For as long as they park on the roads, they buy water from hawkers, bathe or wash their faces and legs early in the morning and prepare for the crawling journey to the Wharf, while excreting faeces wherever they find convenient.A resident of Amuwo Odofin, Yinka Olafimihan, a self-employed trader, said residents of the street have no choice but forced to adapt to the situation.

“Our bridges and canals have become public toilets, because many people who come from outside Lagos have chosen to destroy this city for us. Because they are homeless, their toilet is on our street,” he lamented.For Lukman Ahmed, a truck driver, driving articulated vehicle takes two persons, who alternate each time one driver gets tired. He said where there is no public toilet: “We look for public toilets, but when we don’t see, we take our bath on the road very early in the morning, but while traveling on the highway within Lagos, we can stop to ease ourselves anywhere we find suitable.

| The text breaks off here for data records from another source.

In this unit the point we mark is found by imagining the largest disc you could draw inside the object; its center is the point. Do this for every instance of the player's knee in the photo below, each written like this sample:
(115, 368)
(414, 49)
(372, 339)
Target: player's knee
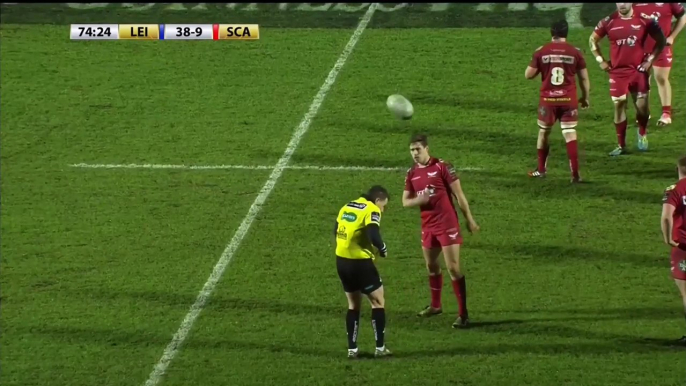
(454, 271)
(661, 78)
(433, 267)
(376, 298)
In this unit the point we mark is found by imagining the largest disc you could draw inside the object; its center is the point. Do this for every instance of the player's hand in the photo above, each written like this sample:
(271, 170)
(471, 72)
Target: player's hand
(645, 66)
(472, 226)
(605, 66)
(383, 251)
(583, 102)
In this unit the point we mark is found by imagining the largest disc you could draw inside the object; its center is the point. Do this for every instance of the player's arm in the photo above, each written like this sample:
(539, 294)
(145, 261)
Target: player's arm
(678, 12)
(656, 33)
(593, 42)
(462, 202)
(584, 82)
(373, 230)
(532, 69)
(418, 199)
(667, 223)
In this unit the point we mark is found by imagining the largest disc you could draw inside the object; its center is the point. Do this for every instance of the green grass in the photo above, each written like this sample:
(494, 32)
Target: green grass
(567, 284)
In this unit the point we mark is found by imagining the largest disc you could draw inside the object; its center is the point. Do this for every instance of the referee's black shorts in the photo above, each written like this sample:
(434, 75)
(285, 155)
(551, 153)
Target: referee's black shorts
(358, 275)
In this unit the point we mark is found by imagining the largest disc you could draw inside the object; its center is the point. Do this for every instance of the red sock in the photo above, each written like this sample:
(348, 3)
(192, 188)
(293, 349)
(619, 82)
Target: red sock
(642, 124)
(460, 288)
(543, 158)
(621, 133)
(573, 155)
(436, 284)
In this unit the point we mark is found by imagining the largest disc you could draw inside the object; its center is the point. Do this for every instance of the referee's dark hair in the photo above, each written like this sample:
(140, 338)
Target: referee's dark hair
(376, 192)
(559, 29)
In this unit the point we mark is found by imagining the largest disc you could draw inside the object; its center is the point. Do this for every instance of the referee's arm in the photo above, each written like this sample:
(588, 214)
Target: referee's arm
(374, 235)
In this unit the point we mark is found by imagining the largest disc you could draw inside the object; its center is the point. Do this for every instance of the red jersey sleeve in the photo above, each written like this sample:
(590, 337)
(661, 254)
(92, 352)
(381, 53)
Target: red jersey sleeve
(448, 173)
(408, 182)
(671, 197)
(601, 28)
(534, 59)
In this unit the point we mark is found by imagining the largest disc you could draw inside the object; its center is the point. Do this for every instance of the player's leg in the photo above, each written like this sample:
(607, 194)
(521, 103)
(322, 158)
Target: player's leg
(664, 89)
(375, 293)
(619, 88)
(568, 122)
(681, 284)
(431, 249)
(451, 254)
(642, 106)
(352, 321)
(347, 273)
(546, 120)
(678, 262)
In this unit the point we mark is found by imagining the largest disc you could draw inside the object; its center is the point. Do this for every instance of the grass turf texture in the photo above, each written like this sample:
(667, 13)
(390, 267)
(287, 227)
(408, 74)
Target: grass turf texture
(567, 284)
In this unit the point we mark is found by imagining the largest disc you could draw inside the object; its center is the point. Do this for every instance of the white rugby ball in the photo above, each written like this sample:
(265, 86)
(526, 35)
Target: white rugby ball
(400, 106)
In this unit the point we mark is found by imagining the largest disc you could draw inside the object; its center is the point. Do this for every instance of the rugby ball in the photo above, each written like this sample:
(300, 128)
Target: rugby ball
(399, 106)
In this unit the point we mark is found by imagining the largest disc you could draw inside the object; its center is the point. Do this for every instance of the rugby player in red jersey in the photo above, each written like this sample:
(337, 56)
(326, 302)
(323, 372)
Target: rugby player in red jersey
(663, 14)
(432, 184)
(674, 230)
(628, 67)
(559, 62)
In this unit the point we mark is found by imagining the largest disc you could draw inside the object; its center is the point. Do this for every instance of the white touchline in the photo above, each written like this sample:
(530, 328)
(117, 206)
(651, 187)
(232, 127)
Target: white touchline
(182, 333)
(249, 167)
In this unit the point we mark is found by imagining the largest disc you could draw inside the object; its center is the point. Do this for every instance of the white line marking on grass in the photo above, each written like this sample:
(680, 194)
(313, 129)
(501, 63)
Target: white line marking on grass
(249, 167)
(187, 324)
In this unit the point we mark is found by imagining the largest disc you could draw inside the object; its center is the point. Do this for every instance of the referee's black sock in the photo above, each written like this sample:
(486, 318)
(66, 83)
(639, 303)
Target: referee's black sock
(352, 324)
(379, 325)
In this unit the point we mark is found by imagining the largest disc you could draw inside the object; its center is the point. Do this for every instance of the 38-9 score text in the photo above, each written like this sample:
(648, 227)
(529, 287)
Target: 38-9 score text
(165, 32)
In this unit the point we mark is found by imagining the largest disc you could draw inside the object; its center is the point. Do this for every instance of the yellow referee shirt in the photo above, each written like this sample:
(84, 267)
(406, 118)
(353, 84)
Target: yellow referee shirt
(351, 239)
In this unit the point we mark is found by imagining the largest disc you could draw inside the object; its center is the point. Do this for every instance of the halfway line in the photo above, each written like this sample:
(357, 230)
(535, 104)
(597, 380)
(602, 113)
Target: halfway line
(182, 333)
(248, 167)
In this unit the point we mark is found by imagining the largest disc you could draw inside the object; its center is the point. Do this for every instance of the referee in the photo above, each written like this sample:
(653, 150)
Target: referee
(358, 242)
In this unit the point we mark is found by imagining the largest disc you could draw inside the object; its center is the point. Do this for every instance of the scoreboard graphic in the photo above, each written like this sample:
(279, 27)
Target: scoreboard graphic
(165, 32)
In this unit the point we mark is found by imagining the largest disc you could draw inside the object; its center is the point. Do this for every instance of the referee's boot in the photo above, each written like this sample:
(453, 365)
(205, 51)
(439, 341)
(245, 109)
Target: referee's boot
(461, 322)
(382, 352)
(429, 311)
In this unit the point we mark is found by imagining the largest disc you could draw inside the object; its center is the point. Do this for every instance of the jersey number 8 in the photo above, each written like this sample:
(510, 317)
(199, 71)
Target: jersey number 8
(557, 76)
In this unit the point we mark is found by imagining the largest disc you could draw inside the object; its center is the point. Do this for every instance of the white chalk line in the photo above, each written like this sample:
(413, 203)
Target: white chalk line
(187, 324)
(250, 167)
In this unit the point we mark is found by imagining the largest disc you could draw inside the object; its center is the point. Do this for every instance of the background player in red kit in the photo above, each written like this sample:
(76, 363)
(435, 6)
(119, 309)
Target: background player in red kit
(674, 230)
(627, 32)
(663, 13)
(559, 62)
(431, 184)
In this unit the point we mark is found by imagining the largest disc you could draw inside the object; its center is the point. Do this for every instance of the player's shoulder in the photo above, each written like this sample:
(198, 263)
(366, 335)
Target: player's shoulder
(359, 204)
(443, 162)
(679, 187)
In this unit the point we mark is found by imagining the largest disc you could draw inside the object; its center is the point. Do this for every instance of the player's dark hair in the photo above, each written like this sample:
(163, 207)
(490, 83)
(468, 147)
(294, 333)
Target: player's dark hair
(681, 164)
(560, 29)
(377, 192)
(419, 138)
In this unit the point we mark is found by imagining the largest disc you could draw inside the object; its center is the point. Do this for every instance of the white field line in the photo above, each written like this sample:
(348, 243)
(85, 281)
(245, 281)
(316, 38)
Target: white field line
(227, 255)
(247, 167)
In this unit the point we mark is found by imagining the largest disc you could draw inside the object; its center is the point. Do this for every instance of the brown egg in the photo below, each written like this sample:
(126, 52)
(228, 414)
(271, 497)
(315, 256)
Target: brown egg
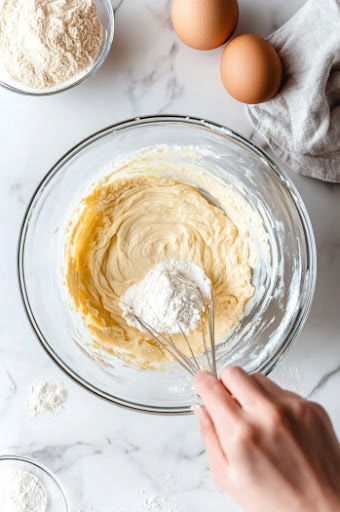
(204, 24)
(251, 69)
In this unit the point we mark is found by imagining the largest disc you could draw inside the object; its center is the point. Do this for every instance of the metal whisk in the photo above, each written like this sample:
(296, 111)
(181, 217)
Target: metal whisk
(189, 363)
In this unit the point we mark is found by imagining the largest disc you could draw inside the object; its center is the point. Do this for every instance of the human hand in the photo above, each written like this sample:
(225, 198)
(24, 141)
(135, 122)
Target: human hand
(268, 448)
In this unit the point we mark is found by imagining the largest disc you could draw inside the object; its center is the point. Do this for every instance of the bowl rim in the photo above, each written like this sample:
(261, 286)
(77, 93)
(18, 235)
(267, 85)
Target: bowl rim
(311, 255)
(44, 469)
(97, 63)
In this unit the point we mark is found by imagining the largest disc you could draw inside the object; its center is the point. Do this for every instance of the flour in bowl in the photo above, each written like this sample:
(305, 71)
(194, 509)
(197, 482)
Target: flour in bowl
(44, 43)
(171, 297)
(21, 491)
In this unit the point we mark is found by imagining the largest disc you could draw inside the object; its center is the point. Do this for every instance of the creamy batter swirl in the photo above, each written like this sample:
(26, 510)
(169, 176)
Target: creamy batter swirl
(129, 225)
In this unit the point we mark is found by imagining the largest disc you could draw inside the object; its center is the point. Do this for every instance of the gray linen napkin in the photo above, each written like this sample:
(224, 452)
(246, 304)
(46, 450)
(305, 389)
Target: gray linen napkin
(302, 123)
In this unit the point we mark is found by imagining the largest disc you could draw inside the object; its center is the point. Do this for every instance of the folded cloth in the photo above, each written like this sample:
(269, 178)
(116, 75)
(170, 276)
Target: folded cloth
(302, 123)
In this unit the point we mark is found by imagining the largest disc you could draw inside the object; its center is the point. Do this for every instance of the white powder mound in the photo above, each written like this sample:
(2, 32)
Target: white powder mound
(21, 491)
(44, 43)
(171, 294)
(46, 399)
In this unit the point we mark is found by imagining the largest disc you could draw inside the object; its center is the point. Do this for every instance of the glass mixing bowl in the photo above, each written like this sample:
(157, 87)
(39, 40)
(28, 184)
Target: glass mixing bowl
(106, 16)
(56, 496)
(271, 321)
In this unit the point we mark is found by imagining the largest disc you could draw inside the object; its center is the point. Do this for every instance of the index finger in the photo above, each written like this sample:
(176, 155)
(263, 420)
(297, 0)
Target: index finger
(222, 408)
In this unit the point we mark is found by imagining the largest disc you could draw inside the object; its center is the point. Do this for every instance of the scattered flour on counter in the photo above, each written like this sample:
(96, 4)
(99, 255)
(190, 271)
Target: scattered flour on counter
(46, 399)
(21, 491)
(171, 294)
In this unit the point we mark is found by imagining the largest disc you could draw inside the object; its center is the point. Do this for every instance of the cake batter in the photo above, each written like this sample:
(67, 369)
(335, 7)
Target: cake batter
(128, 225)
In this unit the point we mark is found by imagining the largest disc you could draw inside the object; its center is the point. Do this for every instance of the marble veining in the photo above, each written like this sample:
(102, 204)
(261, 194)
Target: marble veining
(110, 459)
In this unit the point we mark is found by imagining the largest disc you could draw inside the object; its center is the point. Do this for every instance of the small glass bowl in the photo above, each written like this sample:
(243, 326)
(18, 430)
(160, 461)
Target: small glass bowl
(57, 499)
(106, 16)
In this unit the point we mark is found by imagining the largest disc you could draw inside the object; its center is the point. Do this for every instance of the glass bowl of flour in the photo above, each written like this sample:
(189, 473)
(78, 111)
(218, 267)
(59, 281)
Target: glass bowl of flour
(47, 51)
(25, 484)
(232, 174)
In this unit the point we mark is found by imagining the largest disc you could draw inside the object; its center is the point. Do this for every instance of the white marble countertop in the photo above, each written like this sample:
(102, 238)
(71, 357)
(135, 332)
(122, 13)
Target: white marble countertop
(111, 459)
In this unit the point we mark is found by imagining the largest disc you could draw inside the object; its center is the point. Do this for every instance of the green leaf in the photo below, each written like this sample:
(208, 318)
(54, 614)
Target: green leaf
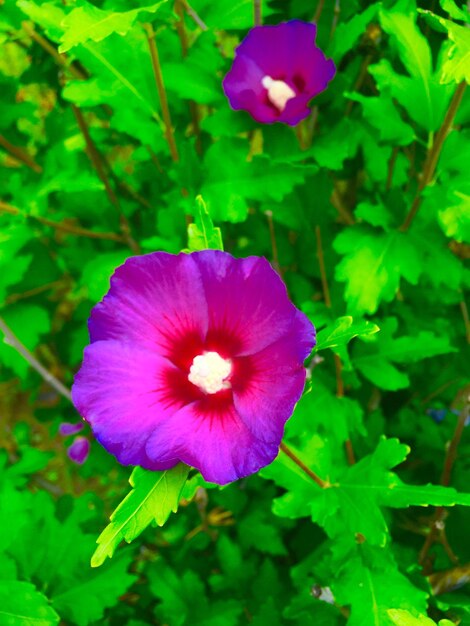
(383, 115)
(98, 271)
(376, 358)
(454, 11)
(372, 585)
(196, 76)
(347, 33)
(456, 68)
(342, 331)
(87, 23)
(231, 181)
(22, 605)
(404, 618)
(203, 235)
(455, 219)
(153, 497)
(419, 92)
(83, 602)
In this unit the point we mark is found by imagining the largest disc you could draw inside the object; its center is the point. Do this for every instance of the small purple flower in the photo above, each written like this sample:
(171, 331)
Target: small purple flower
(80, 448)
(277, 71)
(194, 358)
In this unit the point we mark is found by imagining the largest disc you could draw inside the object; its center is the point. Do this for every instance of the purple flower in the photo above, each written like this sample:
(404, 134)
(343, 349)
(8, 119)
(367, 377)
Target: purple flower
(277, 71)
(80, 448)
(194, 358)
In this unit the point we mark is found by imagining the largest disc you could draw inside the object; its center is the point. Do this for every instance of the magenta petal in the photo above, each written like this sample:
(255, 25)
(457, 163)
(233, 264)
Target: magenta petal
(286, 52)
(122, 391)
(246, 300)
(218, 444)
(276, 382)
(79, 450)
(152, 298)
(67, 428)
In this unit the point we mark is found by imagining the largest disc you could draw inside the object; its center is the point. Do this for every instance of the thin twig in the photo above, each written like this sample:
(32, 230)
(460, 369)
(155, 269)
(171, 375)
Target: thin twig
(318, 11)
(68, 228)
(194, 16)
(466, 320)
(20, 154)
(99, 163)
(321, 263)
(193, 107)
(157, 71)
(359, 81)
(15, 297)
(272, 235)
(391, 167)
(338, 366)
(288, 452)
(337, 201)
(334, 23)
(434, 153)
(60, 59)
(437, 524)
(257, 17)
(12, 340)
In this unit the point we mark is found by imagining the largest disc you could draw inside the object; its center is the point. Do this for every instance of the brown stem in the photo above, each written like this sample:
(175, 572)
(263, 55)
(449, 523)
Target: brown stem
(321, 263)
(466, 320)
(339, 379)
(452, 449)
(193, 107)
(257, 17)
(391, 167)
(288, 452)
(60, 59)
(20, 154)
(336, 12)
(194, 16)
(12, 340)
(359, 81)
(272, 235)
(337, 201)
(318, 11)
(68, 228)
(157, 71)
(15, 297)
(437, 525)
(433, 154)
(98, 163)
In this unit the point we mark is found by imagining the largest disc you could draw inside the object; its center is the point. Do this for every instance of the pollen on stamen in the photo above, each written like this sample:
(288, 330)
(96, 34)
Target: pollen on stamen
(210, 372)
(279, 92)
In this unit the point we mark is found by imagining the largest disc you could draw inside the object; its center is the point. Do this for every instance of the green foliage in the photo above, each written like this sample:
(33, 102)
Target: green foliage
(203, 234)
(88, 179)
(153, 497)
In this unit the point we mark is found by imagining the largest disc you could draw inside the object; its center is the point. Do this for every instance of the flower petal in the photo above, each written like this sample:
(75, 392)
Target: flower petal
(79, 450)
(68, 428)
(277, 377)
(280, 50)
(212, 438)
(156, 301)
(125, 392)
(242, 86)
(248, 303)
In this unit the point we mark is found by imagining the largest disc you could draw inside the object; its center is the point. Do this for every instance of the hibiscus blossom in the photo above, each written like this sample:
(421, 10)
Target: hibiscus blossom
(79, 449)
(194, 358)
(277, 71)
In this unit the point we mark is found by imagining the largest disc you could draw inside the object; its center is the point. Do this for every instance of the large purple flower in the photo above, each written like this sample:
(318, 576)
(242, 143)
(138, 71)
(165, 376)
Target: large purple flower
(195, 358)
(277, 71)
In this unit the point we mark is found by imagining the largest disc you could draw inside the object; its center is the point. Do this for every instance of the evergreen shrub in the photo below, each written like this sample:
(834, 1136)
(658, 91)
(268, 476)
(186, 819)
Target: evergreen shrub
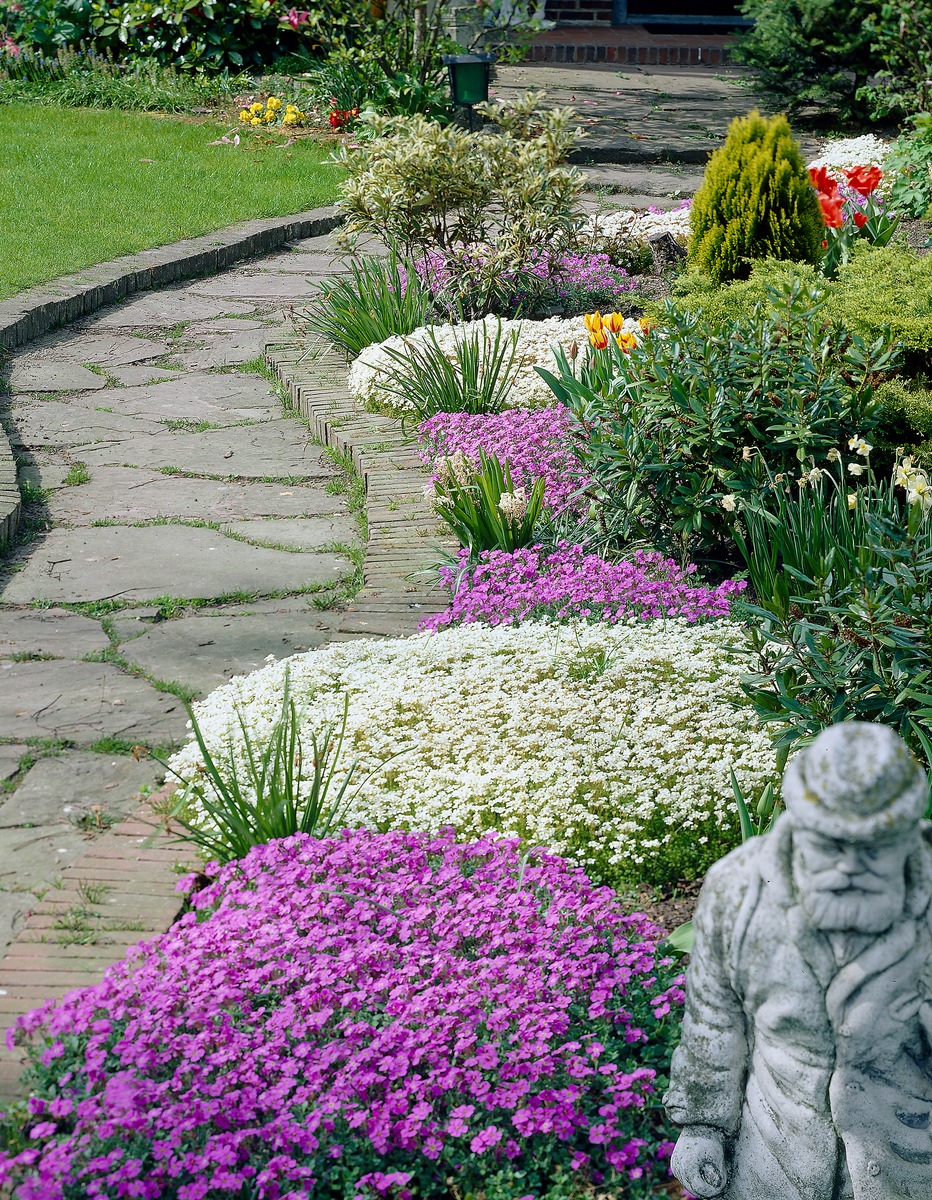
(756, 202)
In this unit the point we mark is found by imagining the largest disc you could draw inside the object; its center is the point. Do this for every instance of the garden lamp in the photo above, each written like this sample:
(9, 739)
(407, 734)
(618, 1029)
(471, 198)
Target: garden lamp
(469, 75)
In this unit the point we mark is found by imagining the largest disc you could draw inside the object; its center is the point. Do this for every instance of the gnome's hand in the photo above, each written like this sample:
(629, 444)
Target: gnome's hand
(698, 1162)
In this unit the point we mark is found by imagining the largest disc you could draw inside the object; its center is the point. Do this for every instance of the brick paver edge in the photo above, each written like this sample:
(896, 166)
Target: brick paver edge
(137, 861)
(42, 309)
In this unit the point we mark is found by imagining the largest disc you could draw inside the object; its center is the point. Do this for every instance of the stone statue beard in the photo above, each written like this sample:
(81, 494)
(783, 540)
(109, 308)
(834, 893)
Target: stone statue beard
(860, 904)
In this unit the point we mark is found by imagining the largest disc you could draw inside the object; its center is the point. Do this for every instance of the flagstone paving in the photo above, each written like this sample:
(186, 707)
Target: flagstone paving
(182, 526)
(170, 492)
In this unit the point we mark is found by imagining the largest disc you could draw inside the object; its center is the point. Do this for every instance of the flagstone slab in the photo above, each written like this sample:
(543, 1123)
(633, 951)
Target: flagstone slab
(205, 652)
(55, 423)
(50, 376)
(53, 631)
(142, 375)
(130, 493)
(132, 564)
(221, 400)
(298, 534)
(272, 450)
(103, 349)
(257, 285)
(228, 349)
(59, 790)
(162, 310)
(84, 702)
(36, 857)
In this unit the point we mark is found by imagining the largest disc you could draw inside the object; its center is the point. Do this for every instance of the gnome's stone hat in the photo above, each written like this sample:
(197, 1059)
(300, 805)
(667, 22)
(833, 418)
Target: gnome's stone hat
(857, 781)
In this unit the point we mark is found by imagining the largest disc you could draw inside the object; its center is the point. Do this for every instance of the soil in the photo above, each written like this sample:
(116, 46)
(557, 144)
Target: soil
(668, 906)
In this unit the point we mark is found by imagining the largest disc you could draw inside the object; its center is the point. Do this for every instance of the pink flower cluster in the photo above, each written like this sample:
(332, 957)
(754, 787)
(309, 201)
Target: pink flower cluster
(533, 443)
(569, 583)
(366, 1015)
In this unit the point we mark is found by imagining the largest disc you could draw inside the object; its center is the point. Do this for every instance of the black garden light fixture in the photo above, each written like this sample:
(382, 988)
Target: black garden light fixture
(469, 75)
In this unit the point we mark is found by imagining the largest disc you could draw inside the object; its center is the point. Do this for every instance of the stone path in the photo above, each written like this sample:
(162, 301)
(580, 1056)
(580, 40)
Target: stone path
(182, 526)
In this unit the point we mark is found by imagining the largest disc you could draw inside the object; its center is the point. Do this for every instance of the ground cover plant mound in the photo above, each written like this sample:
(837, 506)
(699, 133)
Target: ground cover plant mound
(371, 373)
(611, 744)
(367, 1015)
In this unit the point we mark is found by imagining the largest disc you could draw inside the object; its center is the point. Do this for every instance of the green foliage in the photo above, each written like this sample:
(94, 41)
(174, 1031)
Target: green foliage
(424, 186)
(756, 201)
(811, 51)
(678, 430)
(909, 161)
(126, 181)
(477, 379)
(356, 78)
(268, 795)
(84, 79)
(842, 625)
(376, 300)
(902, 41)
(906, 417)
(483, 509)
(888, 287)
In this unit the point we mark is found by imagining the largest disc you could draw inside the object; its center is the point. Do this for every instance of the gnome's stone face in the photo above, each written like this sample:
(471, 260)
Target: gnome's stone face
(849, 886)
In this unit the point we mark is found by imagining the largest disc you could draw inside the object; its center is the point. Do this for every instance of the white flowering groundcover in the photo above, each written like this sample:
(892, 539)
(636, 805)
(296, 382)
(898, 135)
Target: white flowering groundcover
(608, 744)
(535, 341)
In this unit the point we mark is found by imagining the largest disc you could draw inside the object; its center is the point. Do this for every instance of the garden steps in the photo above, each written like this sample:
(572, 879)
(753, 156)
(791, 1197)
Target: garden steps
(114, 887)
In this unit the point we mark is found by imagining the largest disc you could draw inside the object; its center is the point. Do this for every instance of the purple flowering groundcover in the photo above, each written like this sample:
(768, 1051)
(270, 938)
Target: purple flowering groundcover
(372, 1015)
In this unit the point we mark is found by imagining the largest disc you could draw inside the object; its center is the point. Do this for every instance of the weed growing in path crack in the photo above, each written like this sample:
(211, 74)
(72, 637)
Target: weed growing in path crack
(77, 475)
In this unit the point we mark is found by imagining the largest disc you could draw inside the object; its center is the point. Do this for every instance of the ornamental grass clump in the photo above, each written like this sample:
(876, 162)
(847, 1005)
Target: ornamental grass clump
(373, 1015)
(608, 743)
(756, 201)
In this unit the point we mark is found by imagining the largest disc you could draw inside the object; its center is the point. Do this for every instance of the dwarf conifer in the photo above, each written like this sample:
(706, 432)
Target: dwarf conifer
(756, 202)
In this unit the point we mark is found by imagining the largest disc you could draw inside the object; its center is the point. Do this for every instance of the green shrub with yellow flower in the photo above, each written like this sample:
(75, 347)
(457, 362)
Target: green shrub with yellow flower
(271, 113)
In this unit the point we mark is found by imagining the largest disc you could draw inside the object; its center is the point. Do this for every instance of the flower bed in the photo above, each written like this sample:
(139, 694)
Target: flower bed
(370, 1015)
(535, 444)
(368, 372)
(609, 744)
(567, 583)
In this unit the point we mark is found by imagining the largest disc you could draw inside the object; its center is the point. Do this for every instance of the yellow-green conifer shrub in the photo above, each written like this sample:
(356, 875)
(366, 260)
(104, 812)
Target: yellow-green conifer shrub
(756, 202)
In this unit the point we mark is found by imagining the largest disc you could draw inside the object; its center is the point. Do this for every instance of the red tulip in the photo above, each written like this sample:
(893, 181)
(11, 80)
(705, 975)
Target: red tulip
(864, 179)
(831, 210)
(823, 181)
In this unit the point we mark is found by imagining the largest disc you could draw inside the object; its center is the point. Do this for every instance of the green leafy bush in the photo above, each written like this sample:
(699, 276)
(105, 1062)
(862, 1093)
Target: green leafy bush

“For defecation, we do it in nylon bags and throw it into any nearby bush, gutter or in any heap of dustbin.”Ahmed explained that the drivers and their assistants hardly sleep in the night or they must, they do so in turns for security purposes.“When one person is sleeping, the other person will be awake. If you sleep too much, thieves can remove your motor battery or other useful things. So, you have to be watchful.”

Kenneth Nwafor a small-scale business owner in Amuwo Odofin, said in addition to truck drivers, many residents in populated areas also defecate openly in Lagos.

“Finding a good or functional public toilet in Lagos is like looking for a needle in a haystack. You can look at the houses on this street, which one of them looks habitable? “The problem is the pit latrines that we have are full and useless. Whenever you are really pressed, you don’t want to use them, as you could see gases coming out from the underground. That is why we use nylons or go to nearby dumpsites,” he said.